I've just wanted to make sure,is this echinodorus tenellus?


tks for helping


----------



## Cavan Allen (Jul 22, 2004)

The chain swords have been moved to the genus Helanthium. That said, it's probably one of them, but it's hard to tell which one from the photos. Perhaps some sharper photos or wait a bit as it adapts? It looks like it was just planted from emersed plants.


----------



## marsman_009 (Apr 15, 2013)

More pics here ^^,so busy!i started to think these plants can be Lilaeopsis mauritiana





my outdoor field,15 runners within 2 weeks


----------



## miremonster (Mar 26, 2006)

I can't see a difference to the plants in Your first pics at the moment.

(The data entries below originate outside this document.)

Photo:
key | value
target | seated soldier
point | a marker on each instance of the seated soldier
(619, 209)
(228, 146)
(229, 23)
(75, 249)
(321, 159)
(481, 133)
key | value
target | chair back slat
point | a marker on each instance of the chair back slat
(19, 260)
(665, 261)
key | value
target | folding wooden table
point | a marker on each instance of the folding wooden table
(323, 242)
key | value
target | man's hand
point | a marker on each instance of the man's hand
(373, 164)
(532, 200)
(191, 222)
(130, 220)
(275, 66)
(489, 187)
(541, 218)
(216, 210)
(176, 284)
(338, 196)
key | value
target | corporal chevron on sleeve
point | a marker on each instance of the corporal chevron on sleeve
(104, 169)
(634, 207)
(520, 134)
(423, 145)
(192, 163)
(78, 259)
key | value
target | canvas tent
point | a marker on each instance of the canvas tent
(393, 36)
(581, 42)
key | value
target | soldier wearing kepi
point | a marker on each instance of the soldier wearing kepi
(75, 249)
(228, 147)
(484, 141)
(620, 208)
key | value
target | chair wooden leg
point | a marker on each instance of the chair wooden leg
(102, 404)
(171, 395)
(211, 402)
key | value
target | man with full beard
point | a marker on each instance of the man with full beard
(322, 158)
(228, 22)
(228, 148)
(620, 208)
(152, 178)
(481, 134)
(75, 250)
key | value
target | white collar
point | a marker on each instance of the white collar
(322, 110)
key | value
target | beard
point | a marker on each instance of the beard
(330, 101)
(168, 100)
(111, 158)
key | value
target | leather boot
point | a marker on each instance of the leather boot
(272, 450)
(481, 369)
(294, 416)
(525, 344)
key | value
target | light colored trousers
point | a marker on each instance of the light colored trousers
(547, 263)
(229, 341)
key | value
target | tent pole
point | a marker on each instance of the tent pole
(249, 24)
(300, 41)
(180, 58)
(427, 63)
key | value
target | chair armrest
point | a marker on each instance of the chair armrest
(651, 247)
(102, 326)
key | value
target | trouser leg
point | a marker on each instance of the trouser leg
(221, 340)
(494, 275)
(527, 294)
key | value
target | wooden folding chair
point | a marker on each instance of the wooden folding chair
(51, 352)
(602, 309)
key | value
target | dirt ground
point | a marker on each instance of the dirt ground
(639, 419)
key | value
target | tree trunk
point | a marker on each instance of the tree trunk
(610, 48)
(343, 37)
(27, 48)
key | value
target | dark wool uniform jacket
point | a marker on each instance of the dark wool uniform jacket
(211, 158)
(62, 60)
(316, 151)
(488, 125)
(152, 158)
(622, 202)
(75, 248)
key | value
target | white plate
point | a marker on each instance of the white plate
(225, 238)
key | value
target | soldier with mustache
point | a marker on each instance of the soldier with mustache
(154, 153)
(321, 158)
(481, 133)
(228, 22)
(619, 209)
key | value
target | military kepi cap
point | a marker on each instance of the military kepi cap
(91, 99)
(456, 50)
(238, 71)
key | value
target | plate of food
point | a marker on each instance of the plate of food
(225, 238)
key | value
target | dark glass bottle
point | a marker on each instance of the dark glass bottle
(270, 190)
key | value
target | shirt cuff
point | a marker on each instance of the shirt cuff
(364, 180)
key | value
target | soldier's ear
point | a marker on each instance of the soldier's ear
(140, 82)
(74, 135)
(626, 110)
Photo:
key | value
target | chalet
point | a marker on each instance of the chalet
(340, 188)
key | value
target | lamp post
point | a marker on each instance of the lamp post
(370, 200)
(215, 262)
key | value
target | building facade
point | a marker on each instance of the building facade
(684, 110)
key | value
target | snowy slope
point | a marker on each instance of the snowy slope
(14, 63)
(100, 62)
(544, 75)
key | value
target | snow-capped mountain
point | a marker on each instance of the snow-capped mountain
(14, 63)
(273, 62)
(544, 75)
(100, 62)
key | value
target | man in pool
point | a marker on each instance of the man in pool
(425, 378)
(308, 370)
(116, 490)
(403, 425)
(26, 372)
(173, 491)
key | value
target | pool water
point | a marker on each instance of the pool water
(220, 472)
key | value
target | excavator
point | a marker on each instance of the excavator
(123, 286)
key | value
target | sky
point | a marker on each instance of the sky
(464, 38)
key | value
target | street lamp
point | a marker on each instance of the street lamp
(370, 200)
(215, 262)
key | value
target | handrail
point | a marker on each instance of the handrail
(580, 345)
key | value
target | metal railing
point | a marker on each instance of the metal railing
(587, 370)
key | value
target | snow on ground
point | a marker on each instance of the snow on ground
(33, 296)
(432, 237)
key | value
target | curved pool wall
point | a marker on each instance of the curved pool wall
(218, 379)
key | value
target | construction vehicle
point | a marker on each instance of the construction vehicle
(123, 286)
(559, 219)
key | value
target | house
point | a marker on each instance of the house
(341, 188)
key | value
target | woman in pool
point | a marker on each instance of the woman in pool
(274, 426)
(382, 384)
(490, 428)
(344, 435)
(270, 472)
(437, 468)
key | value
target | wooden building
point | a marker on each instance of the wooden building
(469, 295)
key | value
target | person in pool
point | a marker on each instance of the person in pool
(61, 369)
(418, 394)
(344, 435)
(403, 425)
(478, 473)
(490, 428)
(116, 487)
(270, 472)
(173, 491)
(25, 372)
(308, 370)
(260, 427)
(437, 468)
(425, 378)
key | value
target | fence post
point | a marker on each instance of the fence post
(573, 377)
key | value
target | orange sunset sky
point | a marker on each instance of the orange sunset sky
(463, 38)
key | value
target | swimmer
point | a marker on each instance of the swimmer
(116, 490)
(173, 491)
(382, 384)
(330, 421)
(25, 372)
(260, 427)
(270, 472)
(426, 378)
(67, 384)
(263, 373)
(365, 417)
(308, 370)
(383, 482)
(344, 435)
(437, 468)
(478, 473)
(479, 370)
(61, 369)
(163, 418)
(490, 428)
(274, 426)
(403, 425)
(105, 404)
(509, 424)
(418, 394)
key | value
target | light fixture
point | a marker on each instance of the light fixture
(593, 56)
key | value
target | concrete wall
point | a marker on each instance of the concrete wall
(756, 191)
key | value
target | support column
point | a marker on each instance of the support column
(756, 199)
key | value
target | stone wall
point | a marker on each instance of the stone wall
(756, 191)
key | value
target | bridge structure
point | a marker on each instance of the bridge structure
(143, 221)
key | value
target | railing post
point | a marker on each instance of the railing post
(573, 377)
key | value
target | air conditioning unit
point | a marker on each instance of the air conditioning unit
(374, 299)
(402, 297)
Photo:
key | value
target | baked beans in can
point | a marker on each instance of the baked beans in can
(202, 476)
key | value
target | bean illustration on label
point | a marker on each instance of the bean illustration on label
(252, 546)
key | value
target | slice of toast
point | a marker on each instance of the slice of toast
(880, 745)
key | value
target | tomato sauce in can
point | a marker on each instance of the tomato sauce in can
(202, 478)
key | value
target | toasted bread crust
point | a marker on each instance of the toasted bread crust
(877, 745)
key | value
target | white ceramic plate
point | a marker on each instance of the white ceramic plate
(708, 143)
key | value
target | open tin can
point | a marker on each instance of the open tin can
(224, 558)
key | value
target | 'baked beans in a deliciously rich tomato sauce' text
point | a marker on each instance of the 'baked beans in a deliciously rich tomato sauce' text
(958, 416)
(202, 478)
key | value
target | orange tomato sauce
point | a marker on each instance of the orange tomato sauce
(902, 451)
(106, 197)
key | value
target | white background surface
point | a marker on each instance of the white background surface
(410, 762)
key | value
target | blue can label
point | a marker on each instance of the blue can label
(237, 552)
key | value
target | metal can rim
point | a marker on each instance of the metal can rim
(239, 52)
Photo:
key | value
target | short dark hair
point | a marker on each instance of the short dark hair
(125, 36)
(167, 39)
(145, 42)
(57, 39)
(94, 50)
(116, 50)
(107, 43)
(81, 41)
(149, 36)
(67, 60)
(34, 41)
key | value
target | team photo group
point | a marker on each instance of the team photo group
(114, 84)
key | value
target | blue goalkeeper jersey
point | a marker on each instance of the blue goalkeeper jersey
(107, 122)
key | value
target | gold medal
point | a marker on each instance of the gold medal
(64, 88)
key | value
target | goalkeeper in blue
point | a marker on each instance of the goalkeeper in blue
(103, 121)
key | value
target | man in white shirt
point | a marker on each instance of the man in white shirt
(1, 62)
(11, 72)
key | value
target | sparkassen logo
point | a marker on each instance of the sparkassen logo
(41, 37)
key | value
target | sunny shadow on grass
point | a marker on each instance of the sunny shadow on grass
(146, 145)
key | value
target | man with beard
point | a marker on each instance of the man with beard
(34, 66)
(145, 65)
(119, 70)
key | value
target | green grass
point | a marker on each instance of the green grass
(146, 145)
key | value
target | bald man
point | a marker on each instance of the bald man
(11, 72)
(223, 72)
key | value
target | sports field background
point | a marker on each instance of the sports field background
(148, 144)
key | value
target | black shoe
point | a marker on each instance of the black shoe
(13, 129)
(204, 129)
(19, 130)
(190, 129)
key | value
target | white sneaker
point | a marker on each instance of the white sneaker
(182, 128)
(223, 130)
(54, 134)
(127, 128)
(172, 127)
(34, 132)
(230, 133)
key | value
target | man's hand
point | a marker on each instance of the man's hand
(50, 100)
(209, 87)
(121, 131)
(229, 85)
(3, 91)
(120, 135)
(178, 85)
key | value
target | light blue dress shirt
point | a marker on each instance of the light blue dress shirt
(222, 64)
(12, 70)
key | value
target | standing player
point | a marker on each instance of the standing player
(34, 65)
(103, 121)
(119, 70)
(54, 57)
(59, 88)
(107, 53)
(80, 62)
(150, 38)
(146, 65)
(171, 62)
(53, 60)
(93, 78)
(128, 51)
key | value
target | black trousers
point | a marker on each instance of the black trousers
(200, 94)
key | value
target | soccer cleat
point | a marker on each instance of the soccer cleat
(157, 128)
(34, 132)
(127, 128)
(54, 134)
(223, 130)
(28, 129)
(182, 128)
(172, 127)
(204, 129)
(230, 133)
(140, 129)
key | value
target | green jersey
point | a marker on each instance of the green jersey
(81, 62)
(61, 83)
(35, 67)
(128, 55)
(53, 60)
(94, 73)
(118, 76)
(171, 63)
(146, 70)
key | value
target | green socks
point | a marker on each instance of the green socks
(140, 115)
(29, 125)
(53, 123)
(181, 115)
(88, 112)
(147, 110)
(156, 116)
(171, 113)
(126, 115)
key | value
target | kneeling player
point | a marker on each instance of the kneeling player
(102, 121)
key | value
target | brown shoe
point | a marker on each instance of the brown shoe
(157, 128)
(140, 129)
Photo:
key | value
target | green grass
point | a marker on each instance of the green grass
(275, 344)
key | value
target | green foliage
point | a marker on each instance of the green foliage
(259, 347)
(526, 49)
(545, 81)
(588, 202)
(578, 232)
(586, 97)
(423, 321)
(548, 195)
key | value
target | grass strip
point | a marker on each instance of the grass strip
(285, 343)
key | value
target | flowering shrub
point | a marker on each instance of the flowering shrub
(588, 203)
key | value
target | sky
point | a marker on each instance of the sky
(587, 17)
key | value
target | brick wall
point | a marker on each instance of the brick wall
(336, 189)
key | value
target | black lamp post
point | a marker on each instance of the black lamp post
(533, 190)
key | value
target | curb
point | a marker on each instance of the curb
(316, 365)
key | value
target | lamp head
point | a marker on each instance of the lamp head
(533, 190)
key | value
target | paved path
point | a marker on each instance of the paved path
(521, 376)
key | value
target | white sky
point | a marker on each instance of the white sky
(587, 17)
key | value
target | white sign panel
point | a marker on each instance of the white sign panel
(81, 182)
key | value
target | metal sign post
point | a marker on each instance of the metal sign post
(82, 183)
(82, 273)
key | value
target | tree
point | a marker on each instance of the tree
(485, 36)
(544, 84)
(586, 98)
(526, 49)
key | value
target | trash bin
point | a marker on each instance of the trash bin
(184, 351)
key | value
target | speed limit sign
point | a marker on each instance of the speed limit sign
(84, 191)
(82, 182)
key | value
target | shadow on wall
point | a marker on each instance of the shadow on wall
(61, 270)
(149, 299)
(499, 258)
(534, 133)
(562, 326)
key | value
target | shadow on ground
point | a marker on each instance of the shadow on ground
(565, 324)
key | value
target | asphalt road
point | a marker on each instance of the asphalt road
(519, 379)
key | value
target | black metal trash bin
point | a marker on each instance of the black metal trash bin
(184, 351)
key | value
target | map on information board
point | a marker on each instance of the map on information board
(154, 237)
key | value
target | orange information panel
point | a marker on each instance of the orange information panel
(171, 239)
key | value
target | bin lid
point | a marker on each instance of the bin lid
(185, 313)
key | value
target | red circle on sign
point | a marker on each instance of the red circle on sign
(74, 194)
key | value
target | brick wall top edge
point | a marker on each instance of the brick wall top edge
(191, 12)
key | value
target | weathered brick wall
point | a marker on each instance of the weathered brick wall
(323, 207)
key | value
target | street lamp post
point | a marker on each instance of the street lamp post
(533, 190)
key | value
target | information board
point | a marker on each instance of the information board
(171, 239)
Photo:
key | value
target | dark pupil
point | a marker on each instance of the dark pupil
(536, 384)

Maybe the common Helanthium tenellum = Echinodorus tenellus still in the emersed form, too, that plant has rather dark/green/reddish submerged leaves. As Cavan wrote, let's wait for submerged growth.
Was it labeled with any name? As Lilaeopsis mauritiana?


----------



## marsman_009 (Apr 15, 2013)

tks monster,it's labeled as E.tenellus,can emerse form produre runners, i got 15 runners now in my out door "tank"


----------



## miremonster (Mar 26, 2006)

Yes, they make runners also emersed, although, maybe, more vigorously under water. I've had a variant of Helanthium bolivianum (Echinodorus bolivianus), formerly known as Echinodorus austroamericanus, that produced runners only submerged and grew tufted as emersed plant, but that wasn't the case in other Helanthiums.
You may count on flowers on the emersed plants in Your outdoor tank, then it would become really clear if You have a Helanthium (probable) or a Lilaeopsis.


----------



## marsman_009 (Apr 15, 2013)

tks,but after all helanthium and lilaeopis can "live", just live i'm not expecting more^^,well without CO2 right?My wife throw my CO2 tank and Excel away because we have kid and she doesn't want those "dangerous things" inside the house LOL


----------